Aluminum product demand increased by 4% in the quarter. This compares to a declines of 15% in the first quarter of 2010 and 26% in the second quarter of 2009. After taking into account the different unit volumes represented in each of these segments, preliminary total industry unit demand declined approximately 9% in the second quarter. This compares to a 20% decline in the first quarter. For the first six months of 2010, total industry demand declined by 13%. The 13% first half decline is slightly greater than our full-year 2010 timing assumption of down 10%. While the lower price aluminum boats have begun to show signs of stability which could be a leading indicator of future demand for the overall boat market, perhaps capitalize boats had yet to experience any significant improvements, as (inaudible) declines are only modestly less than the declines experienced in 2008, in 2009.

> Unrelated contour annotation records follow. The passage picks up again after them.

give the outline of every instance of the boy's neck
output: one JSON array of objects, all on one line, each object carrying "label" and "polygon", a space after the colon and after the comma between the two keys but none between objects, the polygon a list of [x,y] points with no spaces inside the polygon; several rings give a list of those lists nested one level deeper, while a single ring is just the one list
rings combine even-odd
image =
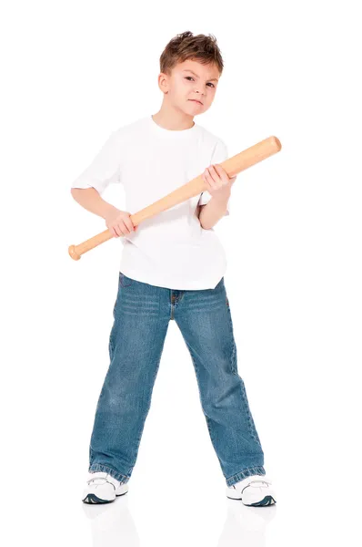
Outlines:
[{"label": "boy's neck", "polygon": [[185,114],[179,109],[163,104],[156,114],[152,115],[152,119],[164,129],[182,130],[189,129],[194,127],[194,117],[189,114]]}]

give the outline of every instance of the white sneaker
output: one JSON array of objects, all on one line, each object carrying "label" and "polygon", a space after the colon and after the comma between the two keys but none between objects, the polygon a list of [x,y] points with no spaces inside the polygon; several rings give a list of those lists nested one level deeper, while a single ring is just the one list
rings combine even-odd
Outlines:
[{"label": "white sneaker", "polygon": [[116,496],[123,496],[128,491],[128,485],[121,483],[105,471],[89,473],[86,486],[83,490],[82,501],[85,503],[109,503]]},{"label": "white sneaker", "polygon": [[266,475],[251,475],[226,487],[226,496],[253,507],[273,505],[277,499],[271,484]]}]

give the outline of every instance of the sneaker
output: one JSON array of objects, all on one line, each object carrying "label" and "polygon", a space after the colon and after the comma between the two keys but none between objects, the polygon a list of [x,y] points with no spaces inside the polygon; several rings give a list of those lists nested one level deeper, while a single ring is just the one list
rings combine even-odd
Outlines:
[{"label": "sneaker", "polygon": [[105,471],[89,473],[86,486],[83,490],[82,501],[85,503],[109,503],[116,496],[123,496],[128,491],[128,485],[121,483]]},{"label": "sneaker", "polygon": [[244,505],[263,507],[277,503],[271,481],[266,475],[252,475],[226,488],[230,500],[241,500]]}]

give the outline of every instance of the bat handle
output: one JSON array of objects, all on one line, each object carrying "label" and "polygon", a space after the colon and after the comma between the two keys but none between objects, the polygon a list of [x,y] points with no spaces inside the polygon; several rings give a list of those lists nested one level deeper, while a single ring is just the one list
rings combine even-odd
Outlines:
[{"label": "bat handle", "polygon": [[70,245],[68,248],[68,253],[73,260],[80,260],[80,255],[75,251],[75,245]]},{"label": "bat handle", "polygon": [[80,245],[70,245],[68,247],[69,256],[73,258],[73,260],[80,260],[82,254],[112,239],[113,237],[114,236],[108,229],[105,230],[105,232],[97,233],[94,237],[86,240],[86,242],[80,243]]}]

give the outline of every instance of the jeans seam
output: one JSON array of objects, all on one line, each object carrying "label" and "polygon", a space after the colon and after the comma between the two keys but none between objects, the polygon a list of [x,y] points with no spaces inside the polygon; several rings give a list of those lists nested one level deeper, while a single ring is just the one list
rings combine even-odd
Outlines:
[{"label": "jeans seam", "polygon": [[[110,471],[114,471],[116,475],[123,477],[124,479],[126,479],[127,480],[129,480],[129,477],[127,475],[124,475],[123,473],[117,471],[114,468],[110,467],[109,465],[106,465],[104,463],[98,463],[98,462],[94,462],[94,463],[89,464],[89,468],[93,467],[93,466],[95,466],[95,467],[98,466],[98,467],[104,468],[106,470],[109,470]],[[90,472],[92,472],[92,471],[90,471]],[[117,479],[117,480],[118,480],[118,479]]]}]

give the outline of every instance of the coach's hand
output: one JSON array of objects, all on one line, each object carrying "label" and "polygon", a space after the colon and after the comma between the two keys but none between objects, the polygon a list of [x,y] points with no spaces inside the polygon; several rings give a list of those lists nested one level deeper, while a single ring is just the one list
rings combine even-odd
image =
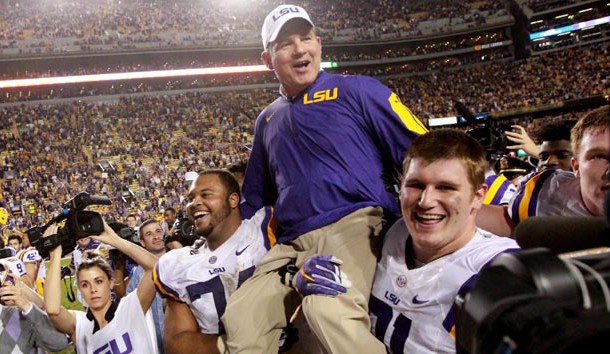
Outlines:
[{"label": "coach's hand", "polygon": [[340,259],[334,256],[313,256],[303,263],[293,278],[293,287],[302,296],[337,296],[352,284],[341,271]]}]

The consumer remained very reluctant to demand in this category. Retail demand has not only been mixed by category but also by geographic regions. One area of note is the multi state region that has been hit by the Gulf oil spill beginning in late April. The incident has more significantly affected our Saltwater fishing brand, prior today’s announcement regarding the sale of our Triton brand our exposure in the menus may reduce. Our recreational brands had been affected to a lesser degree. And all of the future ramifications upon our businesses remain unknown, we’re encouraged by the recent news regarding the containment of the Orley (ph) in the decline in surface oil.